Consider this set of facts: a major economy goes into a tailspin after an overheated real estate market collapses. Central bankers slash lending rates to near zero, and pump cash into banks, but economic activity stubbornly refuses to pick up, leading to a dismal cycle of falling prices and lower investments, international irrelevance, and years of lost potential.
Sound familiar? Some might say that it accurately describes Japan in the waning days of the 20th century, and perhaps the United States and Europe in the second decade of the 21st.
The buzzword is “Japanization.” It encapsulates all of the worries about the economies of the West and the possibility of a ‘lost decade’ as experienced by Japan.
Believers in Japanization think Western economies are turning into versions of the Japanese economy of the last 20 years. That is a zombie economy with political gridlock, little economic growth, near-zero interest rates, and a terrible stock market but a robust bond market.
One undeniable similarity between the U.S. and Japan is the bursting of a real estate bubble, followed by stimulus to keep the economy from falling off a cliff.
Today, another notable similarity between Japan and countries like the U.S. and the U.K. is their very low borrowing costs.
In fact, what happens next in this key area may indeed offer a clue to investors about Western economies’ future course.

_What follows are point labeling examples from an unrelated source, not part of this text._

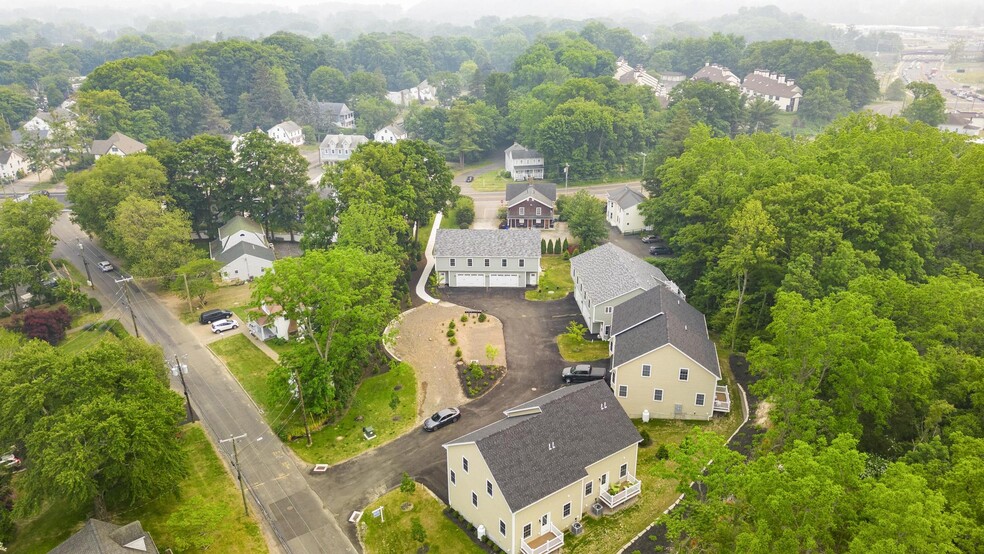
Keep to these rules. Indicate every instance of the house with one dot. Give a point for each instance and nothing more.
(12, 163)
(242, 249)
(531, 205)
(773, 87)
(622, 211)
(628, 75)
(717, 74)
(487, 257)
(98, 537)
(338, 148)
(287, 132)
(523, 480)
(607, 276)
(270, 323)
(523, 163)
(663, 361)
(117, 145)
(337, 113)
(392, 134)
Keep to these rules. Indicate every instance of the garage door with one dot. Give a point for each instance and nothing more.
(502, 280)
(470, 280)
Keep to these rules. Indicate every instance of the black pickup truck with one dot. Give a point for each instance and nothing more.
(582, 373)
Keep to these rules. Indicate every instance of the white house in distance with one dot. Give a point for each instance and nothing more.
(338, 148)
(487, 257)
(773, 87)
(525, 479)
(116, 145)
(523, 163)
(622, 211)
(243, 250)
(391, 133)
(287, 132)
(664, 364)
(607, 276)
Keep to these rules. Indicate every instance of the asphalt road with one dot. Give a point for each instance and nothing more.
(292, 510)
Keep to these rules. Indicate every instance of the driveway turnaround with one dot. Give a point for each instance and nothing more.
(534, 366)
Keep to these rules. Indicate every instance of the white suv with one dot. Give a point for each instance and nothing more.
(224, 325)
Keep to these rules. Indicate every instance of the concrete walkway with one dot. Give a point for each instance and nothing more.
(429, 256)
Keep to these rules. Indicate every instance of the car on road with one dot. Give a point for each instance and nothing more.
(224, 325)
(209, 316)
(583, 373)
(447, 416)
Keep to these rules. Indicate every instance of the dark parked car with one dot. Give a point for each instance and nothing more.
(583, 373)
(211, 316)
(447, 416)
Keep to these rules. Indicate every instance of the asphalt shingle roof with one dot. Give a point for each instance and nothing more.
(500, 243)
(584, 423)
(659, 317)
(608, 271)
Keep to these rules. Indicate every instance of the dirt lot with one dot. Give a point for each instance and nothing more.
(422, 343)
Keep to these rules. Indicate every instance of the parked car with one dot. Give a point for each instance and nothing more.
(447, 416)
(224, 325)
(209, 316)
(582, 373)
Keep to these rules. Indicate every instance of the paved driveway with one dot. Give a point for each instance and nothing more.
(534, 369)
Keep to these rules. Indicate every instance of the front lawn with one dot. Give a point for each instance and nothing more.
(555, 281)
(207, 480)
(581, 350)
(392, 532)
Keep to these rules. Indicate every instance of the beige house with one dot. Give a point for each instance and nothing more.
(663, 361)
(523, 480)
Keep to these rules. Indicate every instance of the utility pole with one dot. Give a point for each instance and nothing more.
(239, 472)
(129, 302)
(182, 369)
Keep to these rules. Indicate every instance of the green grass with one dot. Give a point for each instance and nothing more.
(234, 532)
(393, 534)
(582, 350)
(343, 439)
(555, 281)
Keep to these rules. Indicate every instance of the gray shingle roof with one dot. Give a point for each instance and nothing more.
(659, 317)
(545, 193)
(100, 537)
(626, 198)
(608, 271)
(488, 242)
(516, 449)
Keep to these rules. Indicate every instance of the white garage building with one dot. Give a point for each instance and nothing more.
(487, 257)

Why? Because in Japan, since yields fell below 2% in 1996, they have never risen above it for any sustained period of time. And their economy has never enjoyed any sustained period of growth.
There is good news. There are many differences in the economic background between the 1990s and now.
For instance, today we have large emerging economies like China and India which have burst on the scene and are still growing. In fact, Morgan Stanley recently estimated that emerging markets will generate 80 percent of global GDP growth in 2011-2012.
However, these economies may not be strong enough yet to sustain overall global economic growth.
The growth of internal consumption in these countries should be enough to keep their GDPs growing in the mid-to-high single digits and the world economy from falling off a cliff. Just think of all the industrial goods Germany sells to China, for example.
Another difference is the response of the Japanese authorities then and Western authorities today to the current crisis.
The response of the Japanese authorities was timid to say the least. Meanwhile, led by Ben Bernanke, developed countries are following a controversial policy which it is hoped will be successful – money printing on an unprecedented scale.
However, the success of the Fed’s QE1 and especially QE2 has been rather limited. The sustainability of any stock market rally, based on a pickup in economic activity, will ultimately decide whether those talking about Japanization are correct.
On the one hand, Japan has an aging population where about half of the people may be retirement age by 2020, while the U.S. stays younger, thanks to immigrants and their higher birth rates. On the other hand, Japan has remained relatively free of social dissent in part because an estimated $15 trillion in personal savings enabled them to weather to downturn. In the U.S., many households are a lost job or health crisis away from economic disaster.
In Japan, two decades of near-zero interest rates, deflation and little growth led to a permanent change of investors moving out of stocks and into government bonds, even though Japan’s credit rating was cut in 2002.
The Japanese 10-year bond is yielding 0.99% and the Nikkei is still down 75% from its peak in 1989.
For now, the odds still favor U.S. monetary stimulus and emerging market strength overcoming the Japanization of the United States. But the outcome is by no means certain.